A RECENT report by the Planning and Economic Development Ministry has indicated an orientation to establish integrated and collaborative ‘industrial clusters’ to operate in some fields of production. It’s a new concept that comes in harmony with the state’s overall policy of modernising all components of the national economy and continually invigorating the entire process of economic development. In contemporary literature on economic development, industrial clusters are considered a model of choice for the optimisation of production and associated services, given the model’s capacity to speed up both pre-production and post-production arrangements. In the pre-production stage, industrial clusters provide faster means of acquiring resources and components. And in the post-production stage, the cluster model ensures equally faster logistics and more efficient means of product delivery and distribution. In its recent report, the Planning Ministry made special reference to the spinning and weaving industry and woodworks as two fields where industrial clusters would be introduced under the 2021/2022 plan for industrial development. Given the country’s large manufacturing base and established expertise in both industries, the introduction of the cluster model would further enable these industries to promote more efficient access to larger marketing opportunities at home and abroad, taking advantage of the proximity of the sources of production requirements and the availability of logistics close by.

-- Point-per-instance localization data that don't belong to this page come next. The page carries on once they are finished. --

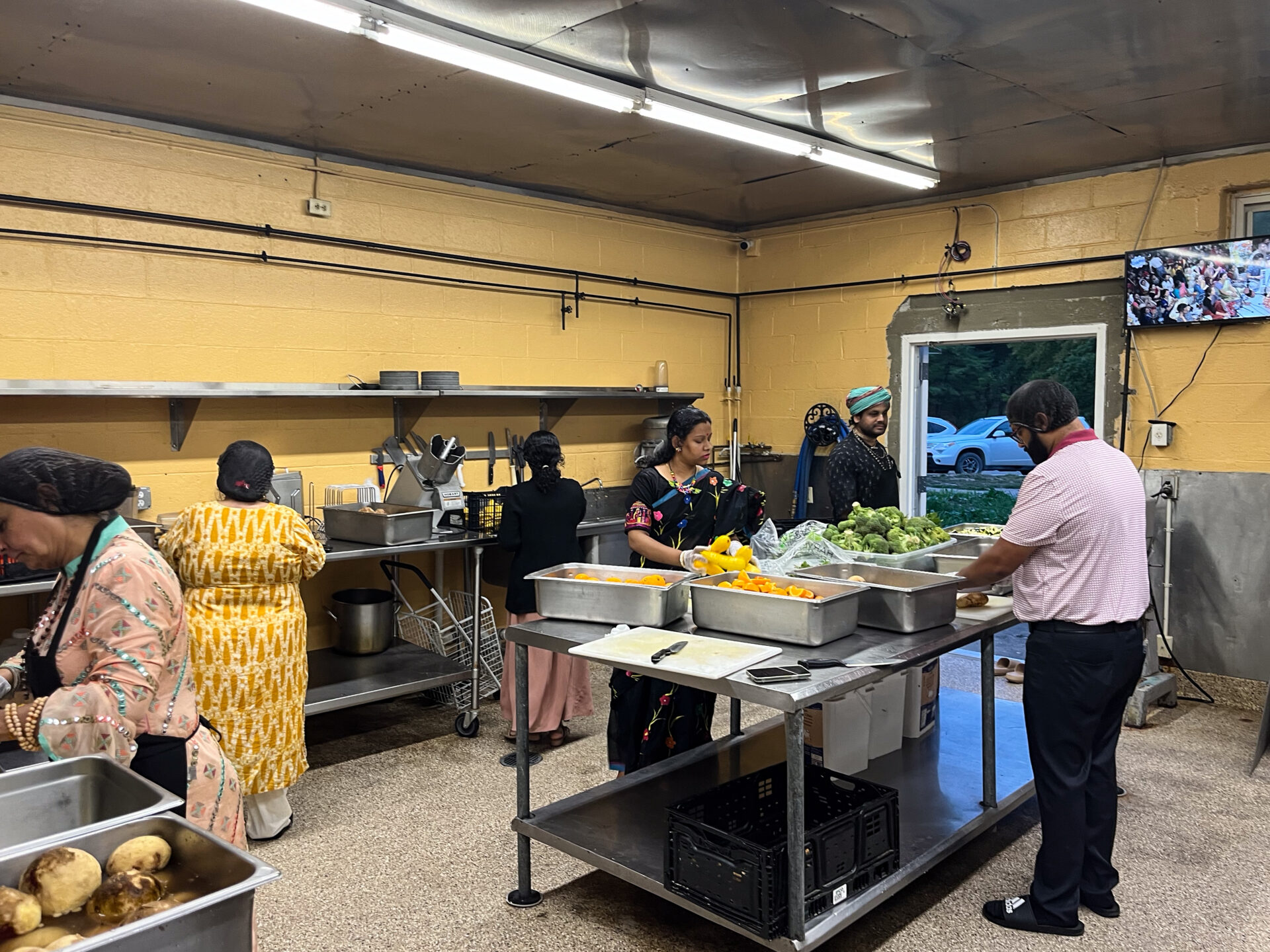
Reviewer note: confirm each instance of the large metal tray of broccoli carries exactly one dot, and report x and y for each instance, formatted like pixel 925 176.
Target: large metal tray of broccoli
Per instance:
pixel 888 537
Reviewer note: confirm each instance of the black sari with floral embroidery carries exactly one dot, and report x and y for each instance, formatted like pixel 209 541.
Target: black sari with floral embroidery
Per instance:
pixel 651 719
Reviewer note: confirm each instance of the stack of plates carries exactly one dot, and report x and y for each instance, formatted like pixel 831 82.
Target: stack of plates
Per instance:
pixel 399 380
pixel 439 380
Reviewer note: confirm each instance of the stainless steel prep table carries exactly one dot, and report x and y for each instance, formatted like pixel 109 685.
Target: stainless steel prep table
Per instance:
pixel 951 787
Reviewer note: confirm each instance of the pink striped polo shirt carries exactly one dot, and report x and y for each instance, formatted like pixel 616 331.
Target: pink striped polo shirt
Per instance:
pixel 1083 510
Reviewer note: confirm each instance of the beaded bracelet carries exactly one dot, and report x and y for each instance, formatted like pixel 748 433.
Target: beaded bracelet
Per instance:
pixel 26 734
pixel 32 727
pixel 11 721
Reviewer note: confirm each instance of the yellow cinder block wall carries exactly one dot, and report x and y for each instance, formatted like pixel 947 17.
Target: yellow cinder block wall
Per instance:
pixel 812 347
pixel 81 313
pixel 74 311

One more advantage of establishing industrial clusters is their potential to increase and diversify the local component’s share in the entire manufacturing base – in itself one of the areas of priority in the ongoing state drive to realise economic comprehensive and sustainable economic development. And there additionally are expectations that the provision of digital services to the industrial clusters would bolster the capacity of the manufacturers operating in the clusters to optimise cost-effect assessment, in addition to widening the scope of digital transformation. In this regard, the Planning Ministry indicated in its report that developing the market digital platform would simultaneously help manufacturers better define their marketing and distribution opportunities and would also facilitate the provision of technology solutions to small and medium-sized companies, certainly lessening the cost and time of having to seek such solutions away from the portal. Complementing this portal is the planned launch of a unified network for entrepreneurship to serve as a shared forum for the presentation and consideration of initiatives forwarded by entrepreneurs.

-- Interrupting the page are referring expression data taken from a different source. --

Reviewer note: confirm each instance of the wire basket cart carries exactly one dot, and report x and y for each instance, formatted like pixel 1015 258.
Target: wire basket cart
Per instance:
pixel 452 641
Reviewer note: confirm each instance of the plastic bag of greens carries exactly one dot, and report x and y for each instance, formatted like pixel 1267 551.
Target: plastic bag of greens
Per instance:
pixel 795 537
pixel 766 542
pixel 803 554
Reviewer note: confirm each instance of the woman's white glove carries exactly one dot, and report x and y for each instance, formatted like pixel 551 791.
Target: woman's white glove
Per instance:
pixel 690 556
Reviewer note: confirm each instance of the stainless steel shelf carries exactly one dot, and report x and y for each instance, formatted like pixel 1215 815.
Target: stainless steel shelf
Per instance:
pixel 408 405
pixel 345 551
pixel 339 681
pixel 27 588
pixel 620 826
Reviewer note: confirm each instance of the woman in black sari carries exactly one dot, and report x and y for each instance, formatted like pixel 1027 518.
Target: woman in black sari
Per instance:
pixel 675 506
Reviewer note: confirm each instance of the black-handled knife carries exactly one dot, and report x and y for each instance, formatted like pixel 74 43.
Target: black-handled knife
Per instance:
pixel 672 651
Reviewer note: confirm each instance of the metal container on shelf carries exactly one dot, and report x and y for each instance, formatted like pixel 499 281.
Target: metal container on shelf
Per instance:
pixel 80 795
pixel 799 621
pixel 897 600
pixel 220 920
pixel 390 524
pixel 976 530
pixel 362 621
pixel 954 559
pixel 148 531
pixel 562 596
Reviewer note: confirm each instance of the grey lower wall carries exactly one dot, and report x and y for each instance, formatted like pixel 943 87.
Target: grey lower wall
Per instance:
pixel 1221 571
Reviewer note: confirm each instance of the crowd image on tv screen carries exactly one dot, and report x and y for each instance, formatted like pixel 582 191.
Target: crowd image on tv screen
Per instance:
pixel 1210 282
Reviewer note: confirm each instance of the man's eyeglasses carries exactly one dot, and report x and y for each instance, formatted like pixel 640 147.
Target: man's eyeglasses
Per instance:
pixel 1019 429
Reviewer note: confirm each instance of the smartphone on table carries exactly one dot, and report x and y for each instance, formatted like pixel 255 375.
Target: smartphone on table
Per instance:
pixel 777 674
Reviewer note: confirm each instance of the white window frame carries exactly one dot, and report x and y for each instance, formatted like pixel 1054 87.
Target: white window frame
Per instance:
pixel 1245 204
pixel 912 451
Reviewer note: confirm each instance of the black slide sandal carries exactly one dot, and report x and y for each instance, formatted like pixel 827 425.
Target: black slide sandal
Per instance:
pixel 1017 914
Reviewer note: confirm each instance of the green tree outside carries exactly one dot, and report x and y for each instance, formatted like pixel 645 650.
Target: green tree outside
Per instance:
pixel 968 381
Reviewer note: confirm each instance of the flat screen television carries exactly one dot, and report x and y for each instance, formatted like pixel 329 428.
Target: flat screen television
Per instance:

Again, small and medium-sized industries stand to benefit from the availability of such a forum, consequently enhancing their potentials and prospects for growth in parallel with the state’s targeted expansion of big and heavy industries. Explaining the attention that the state is currently paying to the modernisation and beefing up of the industrial sector, including through developing such new models as the industrial clusters, Planning Minister Dr Hala al-Saeed has noted that the industrial sector generates some 17 per cent of the Gross National Product and absorbs nearly 15 per cent of the country’s regular workforce; hence the worthiness of bolstering the material and technological resources deemed necessary for this sector to remain on a growth course.